The authors introduce a simple liftoff-based fabrication technique to create exposed edges of tunnel junctions for molecular bridging, compatible with diverse electrodes and molecular solutions, including ferromagnetic ones.

Findings

Successfully bridged magnetic and non-magnetic molecules across AlOx barriers.

Demonstrated stability variations depending on electrode material.

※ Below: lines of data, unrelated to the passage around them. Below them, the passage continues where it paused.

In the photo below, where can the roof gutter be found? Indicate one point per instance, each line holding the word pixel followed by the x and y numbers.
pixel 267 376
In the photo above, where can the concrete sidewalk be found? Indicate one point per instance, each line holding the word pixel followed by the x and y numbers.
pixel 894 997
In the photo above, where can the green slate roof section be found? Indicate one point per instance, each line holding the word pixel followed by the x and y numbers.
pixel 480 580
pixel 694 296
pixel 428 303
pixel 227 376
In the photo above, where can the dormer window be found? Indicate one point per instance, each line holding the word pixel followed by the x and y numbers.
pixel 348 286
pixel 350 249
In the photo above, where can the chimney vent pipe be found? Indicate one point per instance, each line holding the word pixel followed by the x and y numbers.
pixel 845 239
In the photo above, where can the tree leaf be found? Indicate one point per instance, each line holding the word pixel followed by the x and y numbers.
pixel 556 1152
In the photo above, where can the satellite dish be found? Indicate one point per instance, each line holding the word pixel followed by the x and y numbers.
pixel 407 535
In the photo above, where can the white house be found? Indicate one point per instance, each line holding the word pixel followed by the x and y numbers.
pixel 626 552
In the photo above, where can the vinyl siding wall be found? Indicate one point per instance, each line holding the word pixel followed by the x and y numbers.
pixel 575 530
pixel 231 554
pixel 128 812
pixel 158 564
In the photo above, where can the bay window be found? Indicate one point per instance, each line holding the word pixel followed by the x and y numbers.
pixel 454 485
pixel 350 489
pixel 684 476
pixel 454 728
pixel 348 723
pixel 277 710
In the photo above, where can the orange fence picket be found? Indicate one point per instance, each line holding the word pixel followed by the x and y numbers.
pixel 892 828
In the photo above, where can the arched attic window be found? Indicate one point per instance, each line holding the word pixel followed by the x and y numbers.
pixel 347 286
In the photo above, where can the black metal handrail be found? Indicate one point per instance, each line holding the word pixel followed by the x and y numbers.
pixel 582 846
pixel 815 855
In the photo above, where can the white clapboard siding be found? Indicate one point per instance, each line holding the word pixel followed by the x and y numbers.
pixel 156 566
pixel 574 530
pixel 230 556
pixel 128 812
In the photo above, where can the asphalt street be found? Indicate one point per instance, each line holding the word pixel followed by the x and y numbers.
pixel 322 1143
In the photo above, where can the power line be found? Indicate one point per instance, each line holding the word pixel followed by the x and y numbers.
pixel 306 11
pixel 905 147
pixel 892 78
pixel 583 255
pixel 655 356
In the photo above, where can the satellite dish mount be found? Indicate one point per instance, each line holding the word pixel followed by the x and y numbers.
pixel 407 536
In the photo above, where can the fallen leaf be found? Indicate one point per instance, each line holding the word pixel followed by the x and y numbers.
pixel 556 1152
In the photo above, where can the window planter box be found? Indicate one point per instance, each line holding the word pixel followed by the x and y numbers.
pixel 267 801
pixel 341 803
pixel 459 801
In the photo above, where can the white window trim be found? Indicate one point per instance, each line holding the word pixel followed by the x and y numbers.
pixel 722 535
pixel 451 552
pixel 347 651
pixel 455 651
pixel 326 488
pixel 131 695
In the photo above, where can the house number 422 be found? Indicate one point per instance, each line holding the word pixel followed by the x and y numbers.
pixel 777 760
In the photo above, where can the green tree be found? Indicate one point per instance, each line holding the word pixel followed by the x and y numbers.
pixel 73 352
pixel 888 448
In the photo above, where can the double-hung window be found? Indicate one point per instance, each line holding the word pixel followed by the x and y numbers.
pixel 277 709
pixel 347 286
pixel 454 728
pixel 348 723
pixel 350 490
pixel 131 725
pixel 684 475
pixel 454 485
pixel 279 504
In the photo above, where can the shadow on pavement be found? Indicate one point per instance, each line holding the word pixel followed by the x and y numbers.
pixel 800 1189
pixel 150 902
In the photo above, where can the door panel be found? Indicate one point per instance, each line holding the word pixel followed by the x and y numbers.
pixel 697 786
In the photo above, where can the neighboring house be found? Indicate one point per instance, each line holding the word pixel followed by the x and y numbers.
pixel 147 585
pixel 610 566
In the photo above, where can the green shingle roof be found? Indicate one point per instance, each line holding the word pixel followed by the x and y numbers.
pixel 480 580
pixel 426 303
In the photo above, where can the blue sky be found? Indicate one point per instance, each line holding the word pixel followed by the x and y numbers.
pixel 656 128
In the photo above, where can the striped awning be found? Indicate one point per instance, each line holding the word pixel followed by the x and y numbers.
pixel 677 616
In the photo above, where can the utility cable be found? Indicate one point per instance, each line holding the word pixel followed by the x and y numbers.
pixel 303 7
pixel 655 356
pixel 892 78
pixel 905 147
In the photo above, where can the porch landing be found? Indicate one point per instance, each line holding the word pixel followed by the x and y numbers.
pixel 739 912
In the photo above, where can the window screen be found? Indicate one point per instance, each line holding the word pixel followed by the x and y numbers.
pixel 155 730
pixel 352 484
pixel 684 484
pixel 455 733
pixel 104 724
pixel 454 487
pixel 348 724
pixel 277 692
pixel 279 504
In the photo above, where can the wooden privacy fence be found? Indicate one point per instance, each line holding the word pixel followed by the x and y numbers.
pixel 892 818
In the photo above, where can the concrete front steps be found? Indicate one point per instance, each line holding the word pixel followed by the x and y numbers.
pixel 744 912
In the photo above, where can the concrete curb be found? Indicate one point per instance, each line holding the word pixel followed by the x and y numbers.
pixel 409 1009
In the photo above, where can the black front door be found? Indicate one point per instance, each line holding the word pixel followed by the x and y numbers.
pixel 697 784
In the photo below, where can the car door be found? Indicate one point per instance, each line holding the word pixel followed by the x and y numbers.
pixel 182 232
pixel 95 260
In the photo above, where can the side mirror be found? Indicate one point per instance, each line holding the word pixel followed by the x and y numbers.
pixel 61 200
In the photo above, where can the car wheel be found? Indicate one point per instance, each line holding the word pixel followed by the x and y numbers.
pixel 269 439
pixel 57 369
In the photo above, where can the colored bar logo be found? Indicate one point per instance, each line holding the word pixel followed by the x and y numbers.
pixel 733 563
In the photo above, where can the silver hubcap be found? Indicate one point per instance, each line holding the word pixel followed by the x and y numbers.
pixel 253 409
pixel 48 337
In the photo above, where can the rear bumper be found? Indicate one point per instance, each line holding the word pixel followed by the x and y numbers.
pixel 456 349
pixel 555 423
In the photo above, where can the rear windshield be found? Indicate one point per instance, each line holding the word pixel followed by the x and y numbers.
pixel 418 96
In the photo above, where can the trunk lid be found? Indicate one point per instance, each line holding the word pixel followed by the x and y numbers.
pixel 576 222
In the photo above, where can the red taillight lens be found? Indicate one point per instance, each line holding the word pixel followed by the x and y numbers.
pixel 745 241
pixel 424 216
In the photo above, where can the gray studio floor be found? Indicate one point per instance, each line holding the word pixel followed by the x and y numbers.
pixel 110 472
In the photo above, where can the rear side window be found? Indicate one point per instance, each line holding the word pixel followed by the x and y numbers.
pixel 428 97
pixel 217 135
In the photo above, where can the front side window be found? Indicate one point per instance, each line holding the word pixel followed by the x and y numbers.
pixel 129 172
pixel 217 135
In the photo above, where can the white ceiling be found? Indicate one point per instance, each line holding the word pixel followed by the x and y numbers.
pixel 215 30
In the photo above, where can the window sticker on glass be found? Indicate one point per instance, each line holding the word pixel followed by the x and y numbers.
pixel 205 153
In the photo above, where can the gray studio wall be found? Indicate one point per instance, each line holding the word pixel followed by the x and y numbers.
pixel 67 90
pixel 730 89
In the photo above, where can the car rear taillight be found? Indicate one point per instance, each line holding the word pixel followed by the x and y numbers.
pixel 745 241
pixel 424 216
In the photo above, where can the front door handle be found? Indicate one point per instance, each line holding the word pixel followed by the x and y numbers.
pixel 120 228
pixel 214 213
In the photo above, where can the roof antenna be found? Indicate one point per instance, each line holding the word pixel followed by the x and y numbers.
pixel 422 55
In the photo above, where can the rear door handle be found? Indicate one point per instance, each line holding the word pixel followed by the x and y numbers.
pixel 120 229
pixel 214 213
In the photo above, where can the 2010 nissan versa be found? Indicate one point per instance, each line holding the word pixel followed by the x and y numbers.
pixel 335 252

Developed molecular solutions resistant to ferromagnetic electrodes.

Abstract

Advancement of molecular devices will critically depend on the approach to establish electrical connections to the functional molecule(s). We produced a molecular device strategy which is based on chemically attaching of molecules between the two magnetic/nonmagnetic metallic electrodes along the multilayer edge(s) of a prefabricated tunnel junction. Here, we present the fabrication methodology for producing these multilayer edge molecular electronics/spintronics devices (MEMEDs/MEMSDs) and details of the associated challenges and their solutions. The key highlight of our MEMED/MEMSD approach is the method of producing exposed side edge(s) of a tunnel junction for hosting molecular conduction channels by a simple liftoff method. The liftoff method ensured that along the tunnel junction edges, the minimum gap between the two metal electrodes equaled the thickness of the tunnel barrier. All of the tunnel junction test beds used a ~2 nm alumina (AlOx) tunnel barrier. We successfully bridged the magnetic organometallic molecular clusters and non-magnetic alkane molecules across the AlOx insulator along the exposed edges, to transform the prefabricated tunnel junction into the molecular electronics or spintronics devices. Tunnel junction test beds were fabricated with a variety of metal electrodes, such as NiFe, Co, Ni, Au, Ta, Cu and Si. Stability of ultrathin thin AlOx varied with the type of bottom metal electrodes used for making MEMED/MEMSD. Additionally, molecular solution used for bridging molecular channels in a MEMED was not compatible with all the metal electrodes; molecular solution resistant ferromagnetic electrodes were developed for the fabrication of MEMSDs. MEMSD approach offers an open platform to test virtually any combination of magnetic electrodes and magnetic molecules, including single molecular magnets.